Un réglage fin et une diminution des craintes de hard-landing justifient une hausse des cours des actifs risqués compte tenu de l’attente d’une croissance du PIB nominal plus élevée. La matérialisation d’un tel scénario dépendra toutefois du sentiment des investisseurs mondiaux et des développements en Europe.

Le principal risque baissier pour les marchés émergents est lié aux flux de capitaux. Depuis l’été, les flux vers les marchés émergents se sont taris, ce qui a entraîné une nette dépréciation de la plupart des devises du monde émergent. Alors que les risques pour le système financier sont très élevés dans la zone euro, les marchés émergents pourraient être confrontés à des sorties de capitaux, ce qui pèserait sur le potentiel de croissance en 2012.

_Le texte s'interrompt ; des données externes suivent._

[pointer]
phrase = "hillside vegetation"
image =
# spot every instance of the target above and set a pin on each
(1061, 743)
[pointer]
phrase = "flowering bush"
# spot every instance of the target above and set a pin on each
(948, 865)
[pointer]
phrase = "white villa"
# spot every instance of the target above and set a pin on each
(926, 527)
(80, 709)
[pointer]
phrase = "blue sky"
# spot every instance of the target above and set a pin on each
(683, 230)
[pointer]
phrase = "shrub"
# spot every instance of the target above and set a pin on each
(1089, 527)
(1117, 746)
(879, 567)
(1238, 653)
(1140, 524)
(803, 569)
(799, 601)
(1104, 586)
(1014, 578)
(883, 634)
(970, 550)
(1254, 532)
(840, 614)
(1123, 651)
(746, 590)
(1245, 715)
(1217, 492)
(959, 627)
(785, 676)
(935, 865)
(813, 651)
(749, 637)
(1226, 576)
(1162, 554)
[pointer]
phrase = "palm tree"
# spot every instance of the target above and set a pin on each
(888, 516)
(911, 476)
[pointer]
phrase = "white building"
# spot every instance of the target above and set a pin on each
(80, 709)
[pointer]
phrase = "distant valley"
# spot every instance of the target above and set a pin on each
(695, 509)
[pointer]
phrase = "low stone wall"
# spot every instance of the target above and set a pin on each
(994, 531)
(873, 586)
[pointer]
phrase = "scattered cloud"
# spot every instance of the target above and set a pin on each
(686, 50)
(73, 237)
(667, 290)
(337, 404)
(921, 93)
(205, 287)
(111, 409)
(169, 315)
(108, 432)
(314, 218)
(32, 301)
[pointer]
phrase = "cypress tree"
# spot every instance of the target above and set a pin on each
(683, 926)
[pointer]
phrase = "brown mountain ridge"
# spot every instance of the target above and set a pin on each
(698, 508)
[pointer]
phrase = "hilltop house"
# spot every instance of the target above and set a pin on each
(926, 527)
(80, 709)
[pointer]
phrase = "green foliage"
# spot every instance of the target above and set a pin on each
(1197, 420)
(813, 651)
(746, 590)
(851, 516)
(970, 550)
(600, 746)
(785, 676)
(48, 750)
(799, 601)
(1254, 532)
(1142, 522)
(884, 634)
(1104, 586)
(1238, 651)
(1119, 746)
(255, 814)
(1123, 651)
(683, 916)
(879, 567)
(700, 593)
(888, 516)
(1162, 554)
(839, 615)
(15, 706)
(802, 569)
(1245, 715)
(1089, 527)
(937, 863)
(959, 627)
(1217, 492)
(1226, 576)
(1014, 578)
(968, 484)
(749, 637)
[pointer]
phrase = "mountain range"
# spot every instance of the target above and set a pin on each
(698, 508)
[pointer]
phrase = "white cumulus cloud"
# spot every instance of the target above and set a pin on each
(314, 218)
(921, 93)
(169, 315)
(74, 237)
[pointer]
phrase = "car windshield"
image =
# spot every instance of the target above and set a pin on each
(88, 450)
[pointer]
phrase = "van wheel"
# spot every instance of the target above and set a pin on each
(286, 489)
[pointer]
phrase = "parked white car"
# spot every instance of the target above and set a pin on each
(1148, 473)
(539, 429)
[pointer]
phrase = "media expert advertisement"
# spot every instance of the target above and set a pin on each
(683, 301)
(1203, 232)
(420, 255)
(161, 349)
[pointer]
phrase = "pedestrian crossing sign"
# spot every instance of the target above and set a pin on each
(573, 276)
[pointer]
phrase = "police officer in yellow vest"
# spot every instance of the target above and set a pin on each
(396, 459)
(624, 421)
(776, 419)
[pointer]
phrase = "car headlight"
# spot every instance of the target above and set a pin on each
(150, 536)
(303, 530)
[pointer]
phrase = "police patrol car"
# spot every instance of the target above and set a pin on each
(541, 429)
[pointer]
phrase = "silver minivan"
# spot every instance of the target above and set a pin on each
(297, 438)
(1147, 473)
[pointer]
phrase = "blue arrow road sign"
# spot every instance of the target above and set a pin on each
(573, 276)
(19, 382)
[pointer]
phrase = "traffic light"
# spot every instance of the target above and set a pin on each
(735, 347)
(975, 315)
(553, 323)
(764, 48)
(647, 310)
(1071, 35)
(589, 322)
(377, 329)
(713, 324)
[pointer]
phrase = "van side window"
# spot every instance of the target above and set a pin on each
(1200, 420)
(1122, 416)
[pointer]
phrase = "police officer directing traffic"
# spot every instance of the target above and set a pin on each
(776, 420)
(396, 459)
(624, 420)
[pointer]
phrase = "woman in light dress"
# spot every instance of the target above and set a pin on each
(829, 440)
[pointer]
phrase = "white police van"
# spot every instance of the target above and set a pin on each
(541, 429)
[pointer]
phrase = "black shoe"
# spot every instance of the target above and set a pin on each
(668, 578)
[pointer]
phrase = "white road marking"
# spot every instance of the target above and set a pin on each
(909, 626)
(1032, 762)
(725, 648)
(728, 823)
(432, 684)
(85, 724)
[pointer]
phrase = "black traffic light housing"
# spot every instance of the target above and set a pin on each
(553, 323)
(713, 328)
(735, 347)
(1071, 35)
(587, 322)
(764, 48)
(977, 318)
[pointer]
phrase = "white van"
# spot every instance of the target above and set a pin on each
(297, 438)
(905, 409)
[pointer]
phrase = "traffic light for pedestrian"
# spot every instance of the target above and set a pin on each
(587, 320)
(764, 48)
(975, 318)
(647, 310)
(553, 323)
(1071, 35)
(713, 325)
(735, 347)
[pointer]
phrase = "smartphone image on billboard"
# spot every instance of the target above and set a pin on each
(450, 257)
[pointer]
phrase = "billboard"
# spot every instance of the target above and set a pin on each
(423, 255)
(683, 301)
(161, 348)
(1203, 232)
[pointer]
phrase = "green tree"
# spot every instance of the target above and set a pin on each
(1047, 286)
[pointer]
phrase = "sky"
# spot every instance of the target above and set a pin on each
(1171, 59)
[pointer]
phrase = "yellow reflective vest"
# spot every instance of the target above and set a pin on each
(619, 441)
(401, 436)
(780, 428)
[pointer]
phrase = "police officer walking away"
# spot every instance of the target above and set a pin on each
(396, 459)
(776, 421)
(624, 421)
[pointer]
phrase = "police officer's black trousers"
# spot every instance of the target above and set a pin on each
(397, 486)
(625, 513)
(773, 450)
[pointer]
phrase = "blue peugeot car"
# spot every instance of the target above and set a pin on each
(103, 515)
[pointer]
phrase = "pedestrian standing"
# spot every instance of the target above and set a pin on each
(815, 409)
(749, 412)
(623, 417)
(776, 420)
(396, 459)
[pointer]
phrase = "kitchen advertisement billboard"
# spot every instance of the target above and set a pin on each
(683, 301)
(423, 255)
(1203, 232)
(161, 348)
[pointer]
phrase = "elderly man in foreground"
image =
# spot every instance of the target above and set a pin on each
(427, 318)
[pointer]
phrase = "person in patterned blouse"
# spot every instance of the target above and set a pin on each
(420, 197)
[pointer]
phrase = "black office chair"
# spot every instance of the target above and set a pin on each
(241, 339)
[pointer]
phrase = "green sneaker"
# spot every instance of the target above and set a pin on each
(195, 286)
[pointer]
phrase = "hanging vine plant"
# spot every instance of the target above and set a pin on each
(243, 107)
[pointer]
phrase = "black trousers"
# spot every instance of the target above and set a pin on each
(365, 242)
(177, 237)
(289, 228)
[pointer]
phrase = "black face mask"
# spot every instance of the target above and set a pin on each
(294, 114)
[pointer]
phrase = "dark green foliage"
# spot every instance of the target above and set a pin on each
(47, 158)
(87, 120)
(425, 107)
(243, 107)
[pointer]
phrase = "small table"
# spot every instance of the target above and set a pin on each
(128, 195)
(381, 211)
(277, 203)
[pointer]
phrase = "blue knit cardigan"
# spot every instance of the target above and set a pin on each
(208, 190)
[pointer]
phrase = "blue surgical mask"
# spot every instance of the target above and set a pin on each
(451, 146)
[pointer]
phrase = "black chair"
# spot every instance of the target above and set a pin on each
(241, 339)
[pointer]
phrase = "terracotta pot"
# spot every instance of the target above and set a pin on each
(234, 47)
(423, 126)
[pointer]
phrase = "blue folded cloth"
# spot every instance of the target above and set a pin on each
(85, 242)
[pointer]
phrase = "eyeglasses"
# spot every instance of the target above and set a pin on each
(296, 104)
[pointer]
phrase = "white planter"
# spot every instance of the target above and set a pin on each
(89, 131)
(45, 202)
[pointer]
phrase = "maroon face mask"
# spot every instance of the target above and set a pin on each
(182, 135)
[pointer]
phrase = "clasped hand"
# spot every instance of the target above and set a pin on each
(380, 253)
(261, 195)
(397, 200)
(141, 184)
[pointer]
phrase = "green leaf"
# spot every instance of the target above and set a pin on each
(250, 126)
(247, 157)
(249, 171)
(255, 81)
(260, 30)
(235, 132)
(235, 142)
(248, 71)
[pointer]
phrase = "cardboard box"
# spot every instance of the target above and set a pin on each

– Marchés d’actions : volatilité de mise

Les marchés d’actions devraient connaître une année 2012 mouvementée, car les investisseurs seront confrontés à un contexte difficile et volatil. Les marchés d’actions seront ainsi tributaires des sautes d’humeur des investisseurs. Ceci aura un double effet sur les marchés : une hausse de la volatilité ainsi que des corrélations accrues tant au sein des marchés d’actions qu’entre ceux-ci. En d’autres termes, il n’est pas possible de se réfugier en actions en période de renforcement des turbulences. Ceci nous incite à ne pas prendre trop de risques actifs au niveau de notre stratégie.

Les bénéfices vont baisser en Europe et aux Etats-Unis

Notre prévision d’une croissance inférieure au potentiel dans les marchés développés et d’une légère récession en Europe implique que nos estimations de croissance bénéficiaire tant pour l’Europe que pour les Etats-Unis sont négatives. En 2012, les bénéfices européens devraient reculer d’approximativement de 7% tandis que les bénéfices américains se contracteront de 0 à 3%. Compte tenu des données macroéconomiques récentes, le risque est plutôt baissier pour les prévisions bénéficiaires européennes et haussier pour les attentes américaines.

Pour le Japon et les marchés émergents, nous prévoyons toujours une croissance bénéficiaire raisonnable grâce à une croissance économique supérieure. Les entreprises japonaises pourraient encore afficher une croissance bénéficiaire comprise entre 10% et 15%, à condition que le yen ne s’apprécie pas trop. Les sociétés des marchés émergents devraient, pour leur part, être capables d’enregistrer une croissance bénéficiaire de 5% à 10% en 2012.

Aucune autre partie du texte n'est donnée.